WorldBuilder anchors

File:Line Role
references/WorldBuilder/Chorizite.OpenGLSDLBackend/Lib/VisibilityManager.cs:73-239 RenderInsideOut — full stencil pipeline
Same file:241-359 RenderOutsideIn — outdoor branch
Same file:47-71 PrepareVisibility — visible cell set
references/WorldBuilder/Chorizite.OpenGLSDLBackend/GameScene.cs:880-1008 Main render dispatch (lines 965, 988 are the gates)
references/WorldBuilder/Chorizite.OpenGLSDLBackend/Lib/PortalRenderManager.cs:488-628 Portal mesh upload
references/WorldBuilder/Chorizite.OpenGLSDLBackend/Lib/CameraController.cs:142-174 Camera-cell tracking (portal raycasts)
references/WorldBuilder/Chorizite.OpenGLSDLBackend/Shaders/PortalStencil.frag:7-16 Stencil shader (writes gl_FragDepth = 1.0)

acdream extension points (audit-verified)

File:Line Current behavior Extension required
src/AcDream.App/Rendering/CellVisibility.cs:222-232 Returns VisibilityResult with VisibleCellIds, HasExitPortalVisible, CameraCell None — state already in place
src/AcDream.App/Rendering/GameWindow.cs:6970-6984 Computes cameraInsideCell and playerInsideCell per frame None — values already in scope
src/AcDream.App/Rendering/Wb/WbDrawDispatcher.cs:360-374 Gates by ParentCellId ∈ visibleCellIds; outdoor entities (null) always pass Add second gate: when cameraInsideCell == true and entity is outdoor (ParentCellId == null), require stencil pass or skip entirely
src/AcDream.App/Rendering/TerrainModernRenderer.cs:191-208 Frustum-only cull; renders all loaded landblocks Add parameter for stencil pass / indoor-camera state
src/AcDream.App/Rendering/GameWindow.cs:7074 _terrain?.Draw(camera, frustum, neverCullLandblockId: playerLb) Add cameraInsideCell (or equivalent) parameter
src/AcDream.App/Rendering/GameWindow.cs:7110 WbDrawDispatcher.Draw(... visibleCellIds: visibility?.VisibleCellIds, ...) Add cameraInsideCell parameter
src/AcDream.Core/Rendering/RenderingDiagnostics.cs:75-77 Existing probe flag registry (mirror of PhysicsDiagnostics) Add ProbeVisibilityEnabled from ACDREAM_PROBE_VIS=1

Issues family map

ID Symptom Closes with H1 fix?
#78 Outdoor stabs visible through inn floor/walls YES (same root cause)
Cellar-stairs (NEW) Outdoor terrain visible inside cottage cellar YES (same root cause; new evidence for #78)
#95 Portal-graph visibility blowup (visibleCells up to 295) NO — independent (different code path)
#79/#80/#81/#93/#94 Indoor lighting bugs Maybe — #93 explicitly suspects "indoor visibility culling for lights" sub-cause; lighting subsystem may share infrastructure with visibility-gate but not directly impacted

Workflow notes (from CLAUDE.md "How to operate")

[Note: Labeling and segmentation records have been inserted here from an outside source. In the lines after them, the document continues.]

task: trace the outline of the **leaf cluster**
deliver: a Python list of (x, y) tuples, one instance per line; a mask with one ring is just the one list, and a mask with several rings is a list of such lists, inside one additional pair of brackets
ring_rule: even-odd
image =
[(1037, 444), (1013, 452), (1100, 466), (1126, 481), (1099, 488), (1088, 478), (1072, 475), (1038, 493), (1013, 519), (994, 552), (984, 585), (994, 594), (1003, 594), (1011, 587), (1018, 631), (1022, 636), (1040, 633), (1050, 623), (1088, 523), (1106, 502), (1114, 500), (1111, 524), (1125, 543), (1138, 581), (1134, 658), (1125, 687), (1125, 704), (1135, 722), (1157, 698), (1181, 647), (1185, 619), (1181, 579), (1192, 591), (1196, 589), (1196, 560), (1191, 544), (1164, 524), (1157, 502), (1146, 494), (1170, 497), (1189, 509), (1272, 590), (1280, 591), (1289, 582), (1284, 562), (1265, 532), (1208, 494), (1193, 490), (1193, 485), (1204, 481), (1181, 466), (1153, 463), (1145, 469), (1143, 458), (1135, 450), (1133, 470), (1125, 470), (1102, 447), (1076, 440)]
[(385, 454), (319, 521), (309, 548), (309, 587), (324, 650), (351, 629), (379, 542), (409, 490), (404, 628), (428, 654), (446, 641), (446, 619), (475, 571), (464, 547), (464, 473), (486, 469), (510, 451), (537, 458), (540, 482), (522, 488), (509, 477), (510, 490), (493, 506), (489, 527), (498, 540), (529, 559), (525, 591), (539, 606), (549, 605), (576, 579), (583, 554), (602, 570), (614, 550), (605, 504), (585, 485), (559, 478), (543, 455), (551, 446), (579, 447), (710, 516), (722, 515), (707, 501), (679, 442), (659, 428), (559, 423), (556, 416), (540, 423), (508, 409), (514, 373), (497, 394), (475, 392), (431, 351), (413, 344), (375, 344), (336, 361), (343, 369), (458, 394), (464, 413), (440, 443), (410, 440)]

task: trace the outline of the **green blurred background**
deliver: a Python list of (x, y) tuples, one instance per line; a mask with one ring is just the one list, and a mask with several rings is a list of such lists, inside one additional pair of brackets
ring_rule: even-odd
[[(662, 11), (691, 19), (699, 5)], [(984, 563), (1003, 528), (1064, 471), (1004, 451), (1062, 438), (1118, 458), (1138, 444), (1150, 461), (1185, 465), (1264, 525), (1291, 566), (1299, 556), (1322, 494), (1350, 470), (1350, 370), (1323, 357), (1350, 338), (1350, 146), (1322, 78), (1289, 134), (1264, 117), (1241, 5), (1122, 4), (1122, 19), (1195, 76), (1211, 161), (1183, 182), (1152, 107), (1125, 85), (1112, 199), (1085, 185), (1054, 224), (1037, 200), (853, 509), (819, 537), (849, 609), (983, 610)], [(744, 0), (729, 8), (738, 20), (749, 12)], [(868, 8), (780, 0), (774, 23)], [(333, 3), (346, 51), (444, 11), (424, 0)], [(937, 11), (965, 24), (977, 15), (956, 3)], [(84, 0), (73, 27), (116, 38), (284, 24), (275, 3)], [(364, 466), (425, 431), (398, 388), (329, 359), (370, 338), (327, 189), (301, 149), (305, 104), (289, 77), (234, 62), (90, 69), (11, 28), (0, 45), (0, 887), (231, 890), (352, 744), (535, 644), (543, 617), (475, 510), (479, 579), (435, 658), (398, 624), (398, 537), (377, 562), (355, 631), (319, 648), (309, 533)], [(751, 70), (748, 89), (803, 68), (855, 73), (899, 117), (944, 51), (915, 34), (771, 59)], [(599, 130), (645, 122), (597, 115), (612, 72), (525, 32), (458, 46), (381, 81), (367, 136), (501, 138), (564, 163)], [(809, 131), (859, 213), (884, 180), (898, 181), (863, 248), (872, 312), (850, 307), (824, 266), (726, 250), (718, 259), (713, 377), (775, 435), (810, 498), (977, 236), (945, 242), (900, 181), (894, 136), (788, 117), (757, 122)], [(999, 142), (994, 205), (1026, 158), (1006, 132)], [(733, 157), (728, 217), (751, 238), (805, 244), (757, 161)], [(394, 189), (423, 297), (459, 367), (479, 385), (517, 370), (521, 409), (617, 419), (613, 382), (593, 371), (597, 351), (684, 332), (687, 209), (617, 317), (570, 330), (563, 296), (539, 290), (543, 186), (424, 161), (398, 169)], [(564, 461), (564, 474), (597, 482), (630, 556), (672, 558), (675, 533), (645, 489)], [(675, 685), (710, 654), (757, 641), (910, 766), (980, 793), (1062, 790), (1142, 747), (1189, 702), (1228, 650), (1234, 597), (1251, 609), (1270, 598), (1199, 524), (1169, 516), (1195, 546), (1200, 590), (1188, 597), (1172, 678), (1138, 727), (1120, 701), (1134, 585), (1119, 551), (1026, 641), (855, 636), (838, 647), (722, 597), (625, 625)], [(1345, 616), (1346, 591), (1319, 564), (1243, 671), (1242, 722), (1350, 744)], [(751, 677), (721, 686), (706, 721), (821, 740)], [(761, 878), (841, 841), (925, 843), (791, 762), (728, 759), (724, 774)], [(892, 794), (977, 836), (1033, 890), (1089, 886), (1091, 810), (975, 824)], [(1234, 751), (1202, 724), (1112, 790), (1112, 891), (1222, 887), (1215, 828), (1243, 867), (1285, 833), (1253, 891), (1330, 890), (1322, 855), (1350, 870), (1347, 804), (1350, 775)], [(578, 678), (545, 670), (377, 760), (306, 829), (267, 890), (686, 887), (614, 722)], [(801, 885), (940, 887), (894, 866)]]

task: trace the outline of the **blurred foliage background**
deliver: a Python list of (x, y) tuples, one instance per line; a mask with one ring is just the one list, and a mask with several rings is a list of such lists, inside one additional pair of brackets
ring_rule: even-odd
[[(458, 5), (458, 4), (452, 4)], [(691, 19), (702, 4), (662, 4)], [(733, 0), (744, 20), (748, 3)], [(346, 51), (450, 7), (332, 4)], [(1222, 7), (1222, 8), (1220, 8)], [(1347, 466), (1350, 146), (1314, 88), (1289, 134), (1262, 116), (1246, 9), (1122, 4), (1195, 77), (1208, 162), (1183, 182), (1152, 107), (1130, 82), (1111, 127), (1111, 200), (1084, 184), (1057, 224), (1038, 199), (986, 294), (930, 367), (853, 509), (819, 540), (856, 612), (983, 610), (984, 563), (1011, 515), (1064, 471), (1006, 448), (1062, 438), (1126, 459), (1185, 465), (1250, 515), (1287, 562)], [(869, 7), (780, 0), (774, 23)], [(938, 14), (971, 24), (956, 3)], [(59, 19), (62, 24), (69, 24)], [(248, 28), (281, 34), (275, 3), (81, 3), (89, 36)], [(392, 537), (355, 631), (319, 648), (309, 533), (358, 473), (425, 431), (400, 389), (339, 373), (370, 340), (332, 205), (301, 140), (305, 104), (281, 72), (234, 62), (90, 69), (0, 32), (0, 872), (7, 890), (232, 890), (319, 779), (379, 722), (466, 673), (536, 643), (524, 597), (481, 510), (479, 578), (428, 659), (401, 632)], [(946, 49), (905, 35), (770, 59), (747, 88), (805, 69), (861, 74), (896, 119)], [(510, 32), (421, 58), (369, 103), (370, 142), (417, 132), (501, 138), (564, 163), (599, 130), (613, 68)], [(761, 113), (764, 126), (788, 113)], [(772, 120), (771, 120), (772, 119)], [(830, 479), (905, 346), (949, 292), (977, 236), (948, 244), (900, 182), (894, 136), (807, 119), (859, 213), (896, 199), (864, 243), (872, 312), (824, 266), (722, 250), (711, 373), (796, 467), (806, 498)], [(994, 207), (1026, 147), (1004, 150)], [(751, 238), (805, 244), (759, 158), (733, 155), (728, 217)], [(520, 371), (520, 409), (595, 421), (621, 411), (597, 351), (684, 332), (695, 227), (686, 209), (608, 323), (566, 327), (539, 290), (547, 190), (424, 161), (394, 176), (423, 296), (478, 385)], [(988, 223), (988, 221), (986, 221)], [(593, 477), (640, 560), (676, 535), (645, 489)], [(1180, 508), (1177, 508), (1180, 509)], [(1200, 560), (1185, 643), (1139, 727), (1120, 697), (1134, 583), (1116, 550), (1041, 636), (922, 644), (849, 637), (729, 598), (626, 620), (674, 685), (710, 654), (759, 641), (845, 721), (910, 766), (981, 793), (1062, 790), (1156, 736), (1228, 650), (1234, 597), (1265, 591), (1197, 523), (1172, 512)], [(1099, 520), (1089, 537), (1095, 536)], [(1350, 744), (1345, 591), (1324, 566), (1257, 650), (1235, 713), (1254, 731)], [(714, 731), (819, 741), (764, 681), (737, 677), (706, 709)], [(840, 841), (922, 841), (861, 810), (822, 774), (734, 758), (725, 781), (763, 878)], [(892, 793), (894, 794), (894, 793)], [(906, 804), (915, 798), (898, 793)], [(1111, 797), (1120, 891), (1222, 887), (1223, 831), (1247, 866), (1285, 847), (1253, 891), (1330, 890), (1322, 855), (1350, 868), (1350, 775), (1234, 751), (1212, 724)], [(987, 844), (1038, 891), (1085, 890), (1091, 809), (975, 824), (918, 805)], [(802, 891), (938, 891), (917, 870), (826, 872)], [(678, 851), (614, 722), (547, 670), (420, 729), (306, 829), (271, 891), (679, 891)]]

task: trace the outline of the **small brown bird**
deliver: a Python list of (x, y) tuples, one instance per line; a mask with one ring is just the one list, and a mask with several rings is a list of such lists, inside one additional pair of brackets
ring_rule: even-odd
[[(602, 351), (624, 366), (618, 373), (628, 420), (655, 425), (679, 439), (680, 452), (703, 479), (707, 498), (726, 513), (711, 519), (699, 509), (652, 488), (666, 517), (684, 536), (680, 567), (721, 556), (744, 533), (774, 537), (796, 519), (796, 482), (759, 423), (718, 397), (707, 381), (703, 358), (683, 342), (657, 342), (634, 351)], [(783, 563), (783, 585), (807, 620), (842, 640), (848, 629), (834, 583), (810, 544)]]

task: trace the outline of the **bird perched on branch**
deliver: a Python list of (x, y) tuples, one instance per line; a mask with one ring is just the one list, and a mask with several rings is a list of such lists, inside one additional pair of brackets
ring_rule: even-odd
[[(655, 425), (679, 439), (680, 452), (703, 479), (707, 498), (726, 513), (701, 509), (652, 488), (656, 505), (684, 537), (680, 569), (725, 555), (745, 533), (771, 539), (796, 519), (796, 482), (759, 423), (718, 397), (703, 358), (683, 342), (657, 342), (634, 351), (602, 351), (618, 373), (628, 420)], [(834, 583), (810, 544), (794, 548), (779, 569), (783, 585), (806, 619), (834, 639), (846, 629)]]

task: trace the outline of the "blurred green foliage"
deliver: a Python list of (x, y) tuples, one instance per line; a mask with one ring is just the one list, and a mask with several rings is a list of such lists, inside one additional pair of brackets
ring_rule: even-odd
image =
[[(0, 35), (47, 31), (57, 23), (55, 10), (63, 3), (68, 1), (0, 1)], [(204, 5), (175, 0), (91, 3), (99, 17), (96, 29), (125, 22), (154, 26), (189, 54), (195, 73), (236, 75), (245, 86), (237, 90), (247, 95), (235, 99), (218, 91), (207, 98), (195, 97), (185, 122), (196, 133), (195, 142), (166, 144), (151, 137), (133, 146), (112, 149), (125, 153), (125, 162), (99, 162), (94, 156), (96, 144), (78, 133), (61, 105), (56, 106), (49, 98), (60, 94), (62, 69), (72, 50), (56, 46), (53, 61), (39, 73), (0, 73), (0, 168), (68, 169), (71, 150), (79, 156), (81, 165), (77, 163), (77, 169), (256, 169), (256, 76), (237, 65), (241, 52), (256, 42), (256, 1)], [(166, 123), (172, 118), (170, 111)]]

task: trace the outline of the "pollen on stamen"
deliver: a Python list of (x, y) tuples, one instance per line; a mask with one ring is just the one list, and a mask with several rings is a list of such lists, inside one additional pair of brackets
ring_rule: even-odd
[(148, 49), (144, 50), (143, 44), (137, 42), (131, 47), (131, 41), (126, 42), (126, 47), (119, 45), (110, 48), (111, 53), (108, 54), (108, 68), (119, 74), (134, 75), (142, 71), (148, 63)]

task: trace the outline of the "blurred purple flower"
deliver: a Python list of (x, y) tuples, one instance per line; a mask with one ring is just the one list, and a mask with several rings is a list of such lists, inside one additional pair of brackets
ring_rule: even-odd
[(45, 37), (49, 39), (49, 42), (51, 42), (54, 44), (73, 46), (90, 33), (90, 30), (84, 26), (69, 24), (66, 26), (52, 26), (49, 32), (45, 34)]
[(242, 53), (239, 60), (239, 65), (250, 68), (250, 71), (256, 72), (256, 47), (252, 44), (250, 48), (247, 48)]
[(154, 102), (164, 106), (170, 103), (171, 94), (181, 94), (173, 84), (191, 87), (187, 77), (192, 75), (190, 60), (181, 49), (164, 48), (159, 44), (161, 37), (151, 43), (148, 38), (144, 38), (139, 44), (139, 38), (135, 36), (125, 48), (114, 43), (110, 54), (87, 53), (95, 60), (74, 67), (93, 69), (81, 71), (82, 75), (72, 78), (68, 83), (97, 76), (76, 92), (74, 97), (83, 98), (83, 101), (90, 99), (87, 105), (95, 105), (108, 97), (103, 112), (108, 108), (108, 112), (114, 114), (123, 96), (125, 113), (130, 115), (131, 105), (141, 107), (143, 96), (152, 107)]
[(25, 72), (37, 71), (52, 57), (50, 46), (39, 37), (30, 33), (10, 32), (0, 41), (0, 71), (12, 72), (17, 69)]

  • "No workarounds without explicit approval" — Approach C is a workaround; Approach A is the correct shape.
  • Visual verification is the user's job; can't be automated.
  • Phase ID for visibility work is undecided. User picks at implementation-session start.
  • Per the milestones doc, this is M1.5 scope; cellar-stairs is on the M1.5 critical path because it blocks the building/cellar half of the M1.5 demo.